Kafka

Kafka

This section describes the alerts for the Kafka service.


KafkaServiceDown

Severity

Minor

Summary

The Kafka service on the {{ $labels.host }} node is down.

Raise condition

procstat_running{process_name="kafka-server"} == 0

Description

Raises when Kafka on a particular host does not respond to Telegraf, typically indicating that Kafka is unavailable on that node. The host label in the raised alert contains the host name of the affected node.

Troubleshooting

  • Verify the Kafka status by running systemctl status kafka on the affected node.

  • Inspect the Kafka logs on the affected node using journalctl -u kafka.

  • Inspect the Telegraf logs on the affected node using journalctl -u telegraf.

Tuning

Not required

KafkaServiceDownMinor

Severity

Minor

Summary

{{ $value }} Kafka services are down (at least {{monitoring.services_failed_warning_threshold_percent*100}}%).

Raise condition

count(procstat_running{process_name="kafka-server"} == 0) >= count(procstat_running{process_name="kafka-server"}) * 0.3

Description

Raises when the Kafka cluster has more than 30% of unavailable services.

Troubleshooting

  • Inspect the KafkaServiceDown alerts for the host names of the affected nodes.
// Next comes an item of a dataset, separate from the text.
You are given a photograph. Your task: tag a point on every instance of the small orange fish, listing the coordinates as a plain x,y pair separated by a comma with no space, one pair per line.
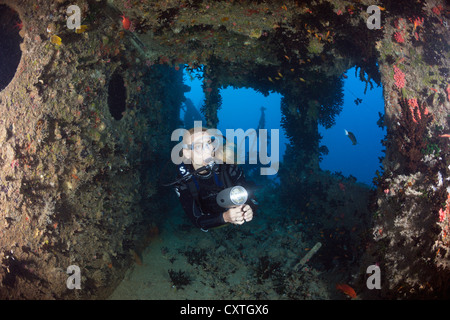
125,22
345,288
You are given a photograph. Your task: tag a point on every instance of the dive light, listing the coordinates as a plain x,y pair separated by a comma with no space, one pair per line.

  • Inspect the Kafka logs on the affected node using journalctl -u kafka.

Tuning

Not required

KafkaServiceDownMajor

Severity

Major

Summary

{{ $value }} Kafka services are down (at least {{monitoring.services_failed_critical_threshold_percent*100}}%).

Raise condition

count(procstat_running{process_name="kafka-server"} == 0) >= count(procstat_running{process_name="kafka-server"}) * 0.6

Description

Raises when the Kafka cluster has more than 60% of unavailable services.

Troubleshooting

  • Inspect the KafkaServiceDown alerts for the host names of the affected nodes.

  • Inspect the Kafka logs on the affected node using journalctl -u kafka.

Tuning

Not required

KafkaServiceOutage

Severity

Critical

Summary

All Kafka services are down.

Raise condition

count(procstat_running{process_name="kafka-server"} == 0) == count(procstat_running{process_name="kafka-server"})

Description

Raises when all Kafka services across the cluster do not respond to Telegraf, typically indicating deployment or configuration issues.

Troubleshooting

If Kafka is up and running, inspect the Telegraf logs on the affected node using journalctl -u telegraf.

Tuning

Not required